Regulation of cGAS by Crosstalk with Other Pathway
Crosstalk with Autophagy
It has also been shown that Beclin-1, an autophagy protein, negatively regulates cGAS-mediated innate immune responses (Liang et al. 2014). On one hand, Beclin-1 directly interacts with the NTase domain of cGAS in a DNA binding dependent manner through its CCD domain, which impairs the enzymatic activity of cGAS, resulting in decreased cGAMP synthesis and subsequent impairment of type I interferon induction by DNA virus infection. On the other hand, knockdown of cGAS decreases the formation of autophagosome upon DNA stimulation, which suggests that cGAS may be involved in the formation of autophagosome. By this way, beclin-1 enhances autophagy-mediated degradation of cytosolic pathogen DNA to prevent excessive cGAS activation. These findings showed that autophagy adopts two strategies, elimination of pathogen DNA or inhibition of cGAS enzymatic activity, to negatively regulate DNA sensing pathway to avoid excessive activation of immune response.
Interestingly, a recent study by Chen et al. (2016a) provides another piece of evidence for negative regulation of DNA sensing pathway by autophagy. They found that E3 ligase TRIM14 could stabilize cGAS by inhibiting the autophagic degradation of cGAS. The K48-linked ubiquitination of cGAS at K414 is a signal for p62, a cargo receptor of selective autophagy. Without virus infection, cGAS undergoes K48-linked ubiquitination at K414, leading to p62-dependent selective autophagic degradation of cGAS. Upon DNA virus infection, TRIM14, as an interferon-stimulated gene, is induced and recruits the deubiquitinating enzyme USP14 to cleave K48-linked ubiquitin chains of cGAS, thus inhibiting p62-cGAS interaction as well as the degradation of cGAS. These studies reveal a positive feedback regulation of cGAS-mediated signaling by TRIM14 and provide insights into the crosstalk between autophagy and type I IFN signaling in innate immunity.

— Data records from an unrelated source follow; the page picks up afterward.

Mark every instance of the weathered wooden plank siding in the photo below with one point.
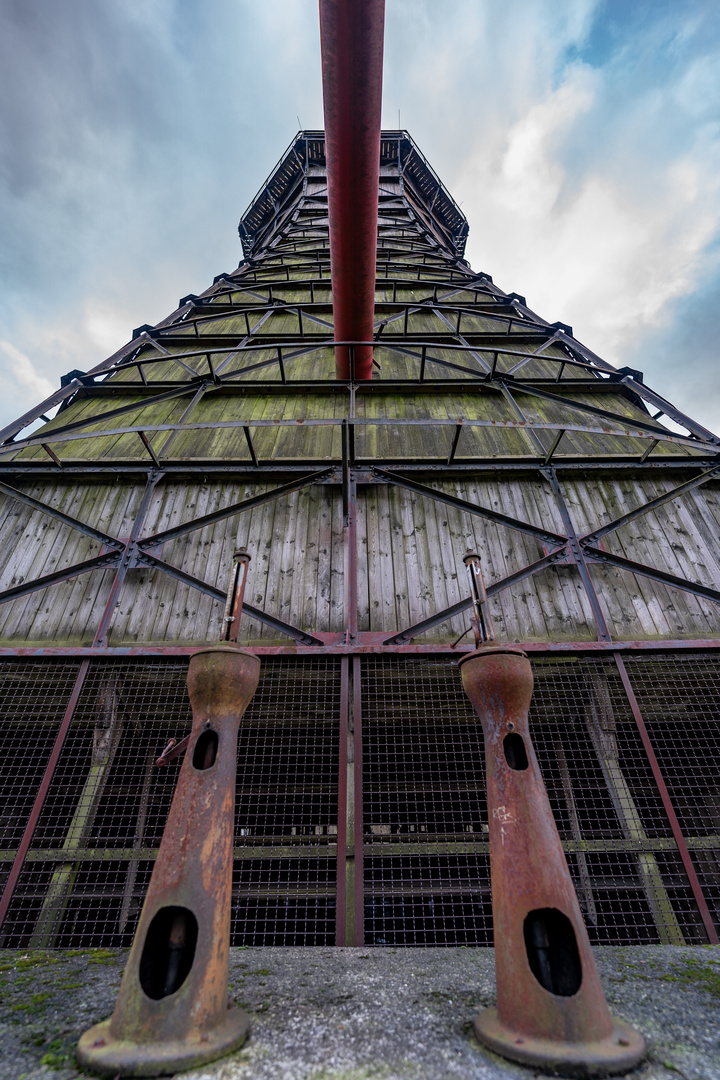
(410, 551)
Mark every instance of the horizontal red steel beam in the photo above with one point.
(351, 41)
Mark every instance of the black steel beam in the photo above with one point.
(236, 508)
(649, 571)
(270, 620)
(72, 522)
(554, 558)
(99, 563)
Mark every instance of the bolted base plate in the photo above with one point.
(100, 1053)
(619, 1053)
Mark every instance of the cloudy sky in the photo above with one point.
(582, 138)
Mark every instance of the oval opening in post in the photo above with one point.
(205, 751)
(168, 952)
(552, 948)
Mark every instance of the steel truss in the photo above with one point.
(189, 358)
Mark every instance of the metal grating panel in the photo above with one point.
(31, 693)
(425, 851)
(286, 819)
(679, 698)
(425, 817)
(93, 849)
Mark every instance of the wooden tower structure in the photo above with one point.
(594, 505)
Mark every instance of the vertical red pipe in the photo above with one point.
(351, 40)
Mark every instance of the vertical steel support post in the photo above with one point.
(669, 809)
(357, 772)
(552, 1011)
(173, 1011)
(351, 41)
(42, 792)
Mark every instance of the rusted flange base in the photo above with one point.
(98, 1051)
(617, 1053)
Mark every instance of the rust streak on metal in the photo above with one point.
(669, 809)
(352, 40)
(172, 1010)
(551, 1007)
(42, 792)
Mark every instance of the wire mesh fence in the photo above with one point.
(426, 876)
(679, 698)
(286, 821)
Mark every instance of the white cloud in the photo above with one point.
(18, 367)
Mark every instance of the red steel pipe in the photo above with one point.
(351, 40)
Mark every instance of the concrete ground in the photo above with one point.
(363, 1014)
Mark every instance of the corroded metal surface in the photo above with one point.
(351, 36)
(551, 1007)
(173, 1011)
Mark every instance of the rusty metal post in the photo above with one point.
(173, 1010)
(552, 1011)
(352, 40)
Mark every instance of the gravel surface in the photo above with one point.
(363, 1014)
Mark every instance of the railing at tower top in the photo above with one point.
(351, 38)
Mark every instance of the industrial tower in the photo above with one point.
(361, 813)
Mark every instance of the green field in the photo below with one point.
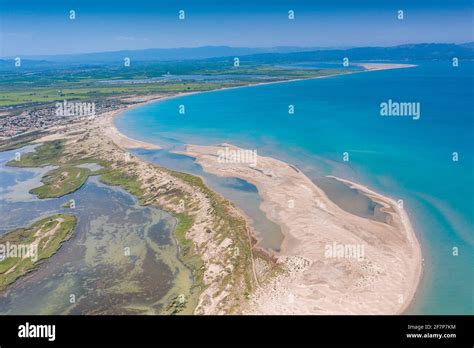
(47, 234)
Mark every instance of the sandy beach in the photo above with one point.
(383, 281)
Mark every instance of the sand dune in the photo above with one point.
(383, 281)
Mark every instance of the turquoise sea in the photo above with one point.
(404, 158)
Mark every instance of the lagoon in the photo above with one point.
(407, 159)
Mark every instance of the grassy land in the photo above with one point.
(61, 181)
(47, 153)
(61, 228)
(228, 226)
(68, 177)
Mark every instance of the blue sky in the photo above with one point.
(34, 27)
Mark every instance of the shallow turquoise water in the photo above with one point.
(398, 156)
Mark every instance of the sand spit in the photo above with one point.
(338, 263)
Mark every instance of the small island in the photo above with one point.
(22, 249)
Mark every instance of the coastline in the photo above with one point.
(288, 246)
(129, 142)
(393, 266)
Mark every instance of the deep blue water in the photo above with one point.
(398, 156)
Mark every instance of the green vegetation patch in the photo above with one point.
(46, 153)
(115, 177)
(22, 249)
(61, 181)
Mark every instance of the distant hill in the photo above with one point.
(395, 53)
(409, 52)
(167, 54)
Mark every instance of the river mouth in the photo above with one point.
(122, 258)
(240, 192)
(352, 200)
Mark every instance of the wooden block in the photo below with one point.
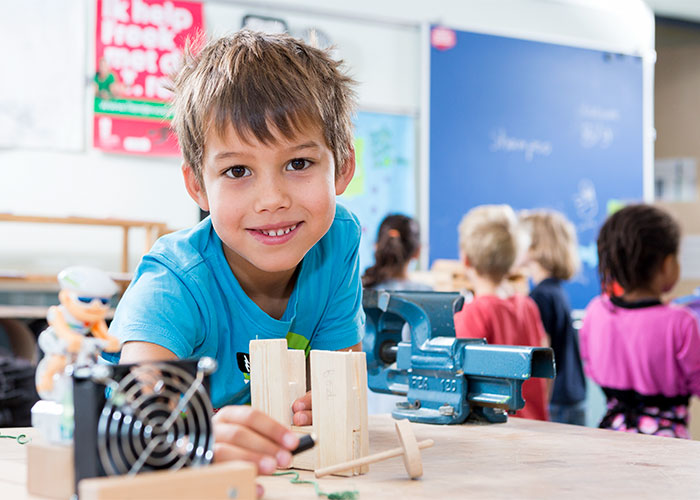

Crosstalk with Inflammasome
Viral infection triggers the production of type I interferons and activation of inflammasomes. There are many examples of crosstalks between type I interferons production signaling and inflammasome activation to balance these two processes (Guarda et al. 2011; Zhang et al. 2014). Wang et al. (2017c) found that cGAS is inhibited by caspases, essential components of inflammasome. Upon binding to DNA, AIM2 forms a complex with ASC and caspase-1, leading to the activation of caspase-1 (Fernandes-Alnemri et al. 2009; Hornung et al. 2009). Activated caspase-1 directly binds to and cleaves cGAS at D140/157, resulting in reduced cGAMP production and type I IFN induction. Importantly, caspase-1 only cuts cGAS upon DNA virus infection but not RNA virus infection. Consequently, AIM2-, ASC-, and caspase-1-deficient mice display enhanced resistance to DNA virus infection. In addition, Caspase-4, 5, and 11 can cut cGAS in conditions of non-canonical inflammasome activation (Wang et al. 2017c). Their findings reveal a role for inflammasome in the regulation of cGAS-mediated induction of type I IFNs and provided insights into the crosstalk between DNA virus induced innate immune responses and inflammasome activation.
Regulation of cGAS by Viral Proteins
Viruses have evolved elaborate mechanisms to antagonize the innate immune system. Plenty of studies have demonstrated that MITA, an essential adaptor downstream cGAS, is targeted by various viruses for immune evasion (Ding et al. 2013; Kalamvoki and Roizman 2014; Ma et al. 2015b; Wu et al. 2015). Recent studies supply several lines of evidence that cGAS is also antagonized by virus for immune evasion.
It is well established that Kaposi’s sarcoma-associated herpesvirus (KSHV) LANA localizes to the nucleus of infected cells. However, an isoform of KSHV LANA lacking the N terminal, generated by internal translation initiation, is localized to the cytoplasm. This cytoplasmic isoform of KSHV LANA was demonstrated to recruit and antagonize cGAS (Zhang et al. 2016). Overexpression of this isoform binds to cGAS and reduces the phosphorylation of TBK1 and IRF3, resulting in impaired production of type I IFNs and antiviral response. However, the precise mechanism has not been fully elucidated yet.
In addition to cytoplasmic isoform of LANA, ORF52, a tegument protein of KSHV, inhibits DNA sensing of cGAS (Wu et al. 2015). The enzymatic activity of cGAS is inhibited in the presence of ORF52 upon DNA stimulation or DNA virus infection. ORF52 can bind to both DNA and cGAS, and these abilities are important for cGAS inhibition. Intriguingly, its binding to cGAS is not dependent on its binding to DNA. ORF52 is a conserved protein in gammaherpes-viruses and its homologs in MHV68, RRV and EBV can also inhibit cGAS, suggesting that this is a general mechanism for immune evasion by gammaherpesviruses.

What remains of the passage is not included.